Plastics are especially showing great promise, in view of the fact that they are smooth and easily utilised, able to keep water, may be given extraordinary shapes, and may be use again and again from fifteen to twenty times. Second, “slip-form” pavers have been successfully employed in laying road pavements (Green 1-2). Third, precasting of concrete members has been used as a mass production technique and to provide solid and robust in construction, more unchanging in form concrete, but presents some transportation problems.

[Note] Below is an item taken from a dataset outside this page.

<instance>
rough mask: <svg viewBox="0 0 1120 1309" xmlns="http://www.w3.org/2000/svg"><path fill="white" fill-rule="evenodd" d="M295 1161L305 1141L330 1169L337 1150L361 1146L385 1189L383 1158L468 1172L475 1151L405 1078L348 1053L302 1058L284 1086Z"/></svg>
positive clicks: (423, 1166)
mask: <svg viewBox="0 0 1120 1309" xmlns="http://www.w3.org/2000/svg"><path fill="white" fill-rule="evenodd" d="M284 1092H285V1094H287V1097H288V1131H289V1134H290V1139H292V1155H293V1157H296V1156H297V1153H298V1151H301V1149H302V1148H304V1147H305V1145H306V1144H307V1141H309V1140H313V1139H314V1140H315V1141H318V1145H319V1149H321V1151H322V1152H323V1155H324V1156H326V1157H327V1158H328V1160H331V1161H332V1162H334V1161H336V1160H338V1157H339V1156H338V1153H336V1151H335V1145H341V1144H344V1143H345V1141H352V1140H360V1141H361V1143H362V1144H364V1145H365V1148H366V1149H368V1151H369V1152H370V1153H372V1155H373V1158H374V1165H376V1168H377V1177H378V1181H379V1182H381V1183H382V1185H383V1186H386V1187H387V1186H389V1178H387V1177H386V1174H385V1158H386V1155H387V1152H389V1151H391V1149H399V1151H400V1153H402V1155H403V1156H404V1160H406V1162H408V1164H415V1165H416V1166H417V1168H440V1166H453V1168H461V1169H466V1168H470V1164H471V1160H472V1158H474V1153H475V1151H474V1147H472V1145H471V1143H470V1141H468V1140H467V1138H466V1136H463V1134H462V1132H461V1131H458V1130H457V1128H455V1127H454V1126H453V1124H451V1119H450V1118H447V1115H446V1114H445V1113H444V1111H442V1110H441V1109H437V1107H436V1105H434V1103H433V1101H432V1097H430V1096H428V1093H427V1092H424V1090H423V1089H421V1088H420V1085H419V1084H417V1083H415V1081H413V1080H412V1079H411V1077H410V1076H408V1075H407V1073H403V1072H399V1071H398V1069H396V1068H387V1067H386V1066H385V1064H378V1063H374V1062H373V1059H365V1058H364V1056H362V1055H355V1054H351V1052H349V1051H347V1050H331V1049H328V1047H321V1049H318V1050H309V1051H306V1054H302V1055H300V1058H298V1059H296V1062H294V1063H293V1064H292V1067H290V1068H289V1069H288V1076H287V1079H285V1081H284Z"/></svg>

Fourthly, so-called tilt-up construction and lift-slab construction has permitted walls, floors, and columns to be poured on a horizontal surface and then either tilted or lifted into place. Finally, able to be used more than once, adjustable length steel trusses have removed the need for the multiple strengthening which differently has to be placed under the conventional built-up forms. The faster such form-saving processes are improved and used by engineers and constructors, the faster steel concrete is likely to be used as a structural material.